Pierre Louis Maupertuis
Having discovered the true principle, I then derived all the laws that govern the motion of light, those concerning its direct propagation, its reflection and its refraction. I reserve for particular members of our Assembly the geometrical demonstration of my theory.
I know the distaste that many mathematicians have for final causes applied to physics, a distaste that I share up to some point. I admit, it is risky to introduce such elements; their use is dangerous, as shown by the errors made by Fermat and Leibniz in following them. Nevertheless, it is perhaps not the principle that is dangerous, but rather the hastiness in taking as a basic principle that which is merely a consequence of a basic principle.
Pierre Louis Maupertuis
Pascal is called the founder of modern probability theory. He earns this title not only for the familiar correspondence with Fermat on games of chance, but also for his conception of decision theory, and because he was an instrument in the demolition of probabilism, a doctrine which would have precluded rational probability theory.
Ian Hacking
Fermat died with the belief that he had found a long-sought-for law of prime numbers in the formula 2^{2^n} + 1 = a prime, but he admitted that he was unable to prove it rigorously. The law is not true, as was pointed out by Euler in the example 2^{2^5} + 1 = 4,294,967,297 = 6,700,417 times 641. The American lightning calculator Zerah Colburn, when a boy, readily found the factors but was unable to explain the method by which he made his marvellous mental computation.
Florian Cajori
It is significant that we owe the first explicit formulation of the principle of recurrence to the genius of Blaise Pascal... Pascal stated the principle in a tract called The Arithmetic Triangle which appeared in 1654. Yet... the gist of the tract was contained in the correspondence between Pascal and Fermat regarding a problem in gambling, the same correspondence which is now regarded as the nucleus from which developed the theory of probabilities.

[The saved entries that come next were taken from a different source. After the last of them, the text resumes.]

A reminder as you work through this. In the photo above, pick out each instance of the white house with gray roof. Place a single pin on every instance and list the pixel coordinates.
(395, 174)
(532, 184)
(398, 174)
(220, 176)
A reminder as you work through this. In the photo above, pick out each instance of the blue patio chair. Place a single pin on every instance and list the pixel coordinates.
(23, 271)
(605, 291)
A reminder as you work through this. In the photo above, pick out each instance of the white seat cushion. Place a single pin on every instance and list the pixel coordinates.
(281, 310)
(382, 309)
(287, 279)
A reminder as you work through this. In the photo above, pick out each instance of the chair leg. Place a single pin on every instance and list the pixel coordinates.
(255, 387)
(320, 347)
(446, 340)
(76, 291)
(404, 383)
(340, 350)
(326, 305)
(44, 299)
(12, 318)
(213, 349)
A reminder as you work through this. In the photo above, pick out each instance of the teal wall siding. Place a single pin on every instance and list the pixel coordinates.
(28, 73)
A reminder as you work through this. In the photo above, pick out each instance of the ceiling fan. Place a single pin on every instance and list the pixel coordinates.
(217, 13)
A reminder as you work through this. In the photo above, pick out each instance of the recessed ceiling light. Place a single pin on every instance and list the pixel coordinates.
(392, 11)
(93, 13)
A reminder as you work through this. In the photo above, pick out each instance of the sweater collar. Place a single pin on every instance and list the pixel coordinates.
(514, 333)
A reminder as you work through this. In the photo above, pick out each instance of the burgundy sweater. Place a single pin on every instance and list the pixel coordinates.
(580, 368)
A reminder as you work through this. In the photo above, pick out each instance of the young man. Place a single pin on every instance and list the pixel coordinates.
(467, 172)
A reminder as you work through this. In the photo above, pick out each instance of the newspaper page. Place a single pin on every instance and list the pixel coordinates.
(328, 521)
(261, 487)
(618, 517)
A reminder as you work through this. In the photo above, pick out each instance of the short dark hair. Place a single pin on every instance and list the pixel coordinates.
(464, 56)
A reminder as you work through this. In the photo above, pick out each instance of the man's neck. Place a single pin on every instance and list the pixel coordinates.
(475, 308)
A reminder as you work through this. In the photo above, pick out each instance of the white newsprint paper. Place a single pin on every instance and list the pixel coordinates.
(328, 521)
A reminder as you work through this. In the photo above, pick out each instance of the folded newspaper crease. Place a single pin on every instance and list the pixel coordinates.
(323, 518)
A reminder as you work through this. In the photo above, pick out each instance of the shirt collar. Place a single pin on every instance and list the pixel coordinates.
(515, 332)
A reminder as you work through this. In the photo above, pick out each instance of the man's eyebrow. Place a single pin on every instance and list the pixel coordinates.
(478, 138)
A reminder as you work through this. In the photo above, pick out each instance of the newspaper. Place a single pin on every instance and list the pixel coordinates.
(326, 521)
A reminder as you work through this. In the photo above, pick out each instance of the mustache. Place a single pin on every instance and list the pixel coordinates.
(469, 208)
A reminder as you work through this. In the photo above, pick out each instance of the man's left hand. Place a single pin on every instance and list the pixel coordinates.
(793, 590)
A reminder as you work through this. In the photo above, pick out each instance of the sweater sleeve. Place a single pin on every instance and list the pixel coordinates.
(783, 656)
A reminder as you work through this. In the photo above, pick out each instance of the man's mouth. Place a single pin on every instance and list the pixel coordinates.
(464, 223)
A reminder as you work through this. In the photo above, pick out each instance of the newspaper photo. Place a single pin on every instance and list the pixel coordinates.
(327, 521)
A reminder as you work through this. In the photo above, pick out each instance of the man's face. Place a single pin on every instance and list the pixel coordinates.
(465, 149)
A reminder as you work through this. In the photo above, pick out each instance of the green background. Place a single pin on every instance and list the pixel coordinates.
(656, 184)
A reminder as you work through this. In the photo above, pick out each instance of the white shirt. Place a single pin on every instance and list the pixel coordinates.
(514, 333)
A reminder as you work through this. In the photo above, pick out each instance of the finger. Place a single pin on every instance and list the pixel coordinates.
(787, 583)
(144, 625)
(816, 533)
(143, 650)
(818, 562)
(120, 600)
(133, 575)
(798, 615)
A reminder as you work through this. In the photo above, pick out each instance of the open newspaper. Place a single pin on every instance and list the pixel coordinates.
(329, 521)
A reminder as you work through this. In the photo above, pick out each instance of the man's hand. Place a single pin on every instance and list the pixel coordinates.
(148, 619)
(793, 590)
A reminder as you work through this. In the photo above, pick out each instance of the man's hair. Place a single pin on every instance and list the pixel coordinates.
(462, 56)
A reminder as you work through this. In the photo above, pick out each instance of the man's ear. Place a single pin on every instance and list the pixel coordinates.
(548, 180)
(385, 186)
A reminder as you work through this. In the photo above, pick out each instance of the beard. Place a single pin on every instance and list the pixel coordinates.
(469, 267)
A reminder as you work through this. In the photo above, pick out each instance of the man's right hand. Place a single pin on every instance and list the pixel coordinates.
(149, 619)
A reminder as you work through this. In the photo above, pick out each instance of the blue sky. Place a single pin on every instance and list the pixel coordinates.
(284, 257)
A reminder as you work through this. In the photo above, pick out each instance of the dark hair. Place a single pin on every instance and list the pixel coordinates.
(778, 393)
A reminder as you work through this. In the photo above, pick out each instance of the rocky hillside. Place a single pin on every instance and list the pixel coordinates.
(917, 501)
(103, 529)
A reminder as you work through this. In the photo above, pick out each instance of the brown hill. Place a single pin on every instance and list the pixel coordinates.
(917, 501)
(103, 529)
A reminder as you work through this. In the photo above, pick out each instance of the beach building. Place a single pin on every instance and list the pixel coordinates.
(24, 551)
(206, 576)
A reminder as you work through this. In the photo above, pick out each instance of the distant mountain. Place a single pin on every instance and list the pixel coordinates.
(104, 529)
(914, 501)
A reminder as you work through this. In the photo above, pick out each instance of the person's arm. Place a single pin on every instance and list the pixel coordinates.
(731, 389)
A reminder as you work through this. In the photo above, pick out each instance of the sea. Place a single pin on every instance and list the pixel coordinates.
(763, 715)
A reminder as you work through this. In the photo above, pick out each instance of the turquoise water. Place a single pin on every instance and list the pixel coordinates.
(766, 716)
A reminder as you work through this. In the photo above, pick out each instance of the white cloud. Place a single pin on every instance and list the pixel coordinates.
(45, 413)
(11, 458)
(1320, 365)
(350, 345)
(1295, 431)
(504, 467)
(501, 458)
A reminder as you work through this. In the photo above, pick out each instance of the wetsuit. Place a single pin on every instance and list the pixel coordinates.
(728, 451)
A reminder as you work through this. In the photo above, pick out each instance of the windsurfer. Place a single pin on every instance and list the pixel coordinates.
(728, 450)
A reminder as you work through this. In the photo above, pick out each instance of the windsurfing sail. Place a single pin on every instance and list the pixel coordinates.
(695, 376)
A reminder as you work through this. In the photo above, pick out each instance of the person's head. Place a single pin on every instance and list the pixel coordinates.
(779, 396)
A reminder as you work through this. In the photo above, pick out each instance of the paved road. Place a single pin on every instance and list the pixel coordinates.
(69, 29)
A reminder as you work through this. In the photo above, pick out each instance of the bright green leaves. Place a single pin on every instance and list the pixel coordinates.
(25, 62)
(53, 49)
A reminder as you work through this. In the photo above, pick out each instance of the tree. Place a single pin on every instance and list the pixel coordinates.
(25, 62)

It surely is a fitting subject for mystic contemplation that the principle of reasoning by recurrence, which is so basic in pure mathematics, and the theory of probabilities, which is the basis of all deductive sciences, were both conceived while devising a scheme for the division of stakes in an unfinished match of two gamblers.
Blaise Pascal
The great invention... Descartes gave to the world, the analytical diagram, ...gives at a glance a graphical picture of the law governing a phenomenon, or of the correlation which exists between dependent events, or of the changes which a situation undergoes in the course of time. ...the invention of Descartes not only created the important discipline of analytic geometry, but it gave Newton, Leibnitz, Euler, and the Bernoullis that weapon for the lack of which Archimedes and later Fermat had to leave inarticulate their profound and far-reaching thoughts.
René Descartes